An interesting report today from the campaign group Transport for New Homes, which found that, in general, developers in the UK don't think about public transport, walking and cycling when they plan new homes - and, in general, neither do the planning authorities.
Here are two important sections, which may ring bells for you around here...
"Landowners are often keen to sell farming land for housing. Developers do deals with landowners to gain ‘options’ on a number of fields and these are pushed forward as sites for residential
development. With the pressure on to locate sites to meet the five-year housing land supply that local
authorities must have ready according to the National Planning Policy Framework (NPPF), the fields that developers are promoting are selected by planners on the basis of ‘deliverability’. Transport assessments are done later, but building new homes in fields so remote from good public transport networks, major employment hubs and services, means that sustainable transport options are perceived as limited from the start and too difficult. The transport assessment instead therefore focuses on the impact of so much new traffic on junctions and sections of roads nearby. Developer
funding then goes into road capacity to enable new car-based estates to be built. "

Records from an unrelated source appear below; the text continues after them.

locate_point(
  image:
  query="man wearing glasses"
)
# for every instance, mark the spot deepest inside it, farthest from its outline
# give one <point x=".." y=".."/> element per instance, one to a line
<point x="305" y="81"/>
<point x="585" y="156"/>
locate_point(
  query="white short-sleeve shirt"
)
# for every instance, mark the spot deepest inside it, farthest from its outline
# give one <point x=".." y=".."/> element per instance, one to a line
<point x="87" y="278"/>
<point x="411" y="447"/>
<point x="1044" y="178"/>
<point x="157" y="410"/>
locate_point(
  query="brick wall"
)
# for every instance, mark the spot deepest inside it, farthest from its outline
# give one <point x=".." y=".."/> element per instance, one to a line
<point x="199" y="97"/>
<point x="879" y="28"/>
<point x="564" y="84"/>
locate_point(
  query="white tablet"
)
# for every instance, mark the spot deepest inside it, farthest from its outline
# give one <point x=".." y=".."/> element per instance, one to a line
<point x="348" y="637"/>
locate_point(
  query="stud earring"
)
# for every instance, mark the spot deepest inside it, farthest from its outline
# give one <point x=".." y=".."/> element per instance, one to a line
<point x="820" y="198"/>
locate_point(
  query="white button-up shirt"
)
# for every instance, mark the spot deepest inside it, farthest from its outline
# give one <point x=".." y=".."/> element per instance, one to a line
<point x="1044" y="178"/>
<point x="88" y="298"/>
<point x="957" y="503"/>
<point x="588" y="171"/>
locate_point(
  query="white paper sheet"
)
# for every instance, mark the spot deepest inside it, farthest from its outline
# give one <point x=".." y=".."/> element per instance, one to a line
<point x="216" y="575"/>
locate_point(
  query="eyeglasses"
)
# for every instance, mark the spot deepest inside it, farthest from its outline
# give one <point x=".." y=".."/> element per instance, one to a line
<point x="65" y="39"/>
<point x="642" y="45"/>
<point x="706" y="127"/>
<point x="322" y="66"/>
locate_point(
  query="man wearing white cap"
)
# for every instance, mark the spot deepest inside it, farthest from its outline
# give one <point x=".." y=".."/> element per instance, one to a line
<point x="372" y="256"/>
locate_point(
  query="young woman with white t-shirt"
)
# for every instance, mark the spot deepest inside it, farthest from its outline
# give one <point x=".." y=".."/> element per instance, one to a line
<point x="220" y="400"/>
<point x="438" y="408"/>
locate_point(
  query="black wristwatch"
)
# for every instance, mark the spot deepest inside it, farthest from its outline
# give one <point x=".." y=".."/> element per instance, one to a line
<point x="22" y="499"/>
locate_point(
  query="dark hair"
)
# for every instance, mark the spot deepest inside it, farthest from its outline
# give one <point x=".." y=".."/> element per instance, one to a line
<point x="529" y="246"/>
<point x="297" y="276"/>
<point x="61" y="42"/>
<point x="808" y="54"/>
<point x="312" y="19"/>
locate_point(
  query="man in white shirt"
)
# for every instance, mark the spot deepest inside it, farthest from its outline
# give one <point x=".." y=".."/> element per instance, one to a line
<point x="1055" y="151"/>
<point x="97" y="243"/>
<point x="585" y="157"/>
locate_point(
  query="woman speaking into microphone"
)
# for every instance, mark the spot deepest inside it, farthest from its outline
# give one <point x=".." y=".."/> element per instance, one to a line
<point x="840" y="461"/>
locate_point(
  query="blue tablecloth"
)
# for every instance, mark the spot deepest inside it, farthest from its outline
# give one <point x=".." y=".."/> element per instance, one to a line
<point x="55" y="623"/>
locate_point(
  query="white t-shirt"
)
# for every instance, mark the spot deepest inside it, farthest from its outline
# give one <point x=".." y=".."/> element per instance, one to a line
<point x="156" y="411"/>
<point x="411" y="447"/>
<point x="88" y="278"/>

"One of the consequences of car-based development is the generation of traffic. Using Google Maps you can look at the road network and see where the traffic jams are found. We animated Google maps with traffic switched ‘on’ to condense the rush hour down to under half a minute. We saw the congestion move in waves from junction to junction, revealing the network nature of bottlenecks.
"Many roads between new homes and the urban areas where people work were already full of traffic. It was also apparent that long distance traffic was being held up by local commuter traffic and that this trend is likely to get much worse if we continue to build as we are."
"What about building more roads to compensate? It is impossible to unblock the road network by attending to ‘pinch points’. It is the whole road network that is becoming widely congested around our towns and cities, aggravated by car-based out of town construction. A transport assessment may show two or three thousand new new car journeys a day emanating from a large area of new homes. However the cumulative effects of many new developments across an area is never modelled.
"Spending public money on road building in conjunction with new homes and using scarce developer funds for the purpose, is likely to make matters worse. It actually encourages more distant commuting by car."
"In some cases we heard that locations for new homes were actually chosen because they could fund road capacity – the other way round from choosing a site and then sorting out the roads."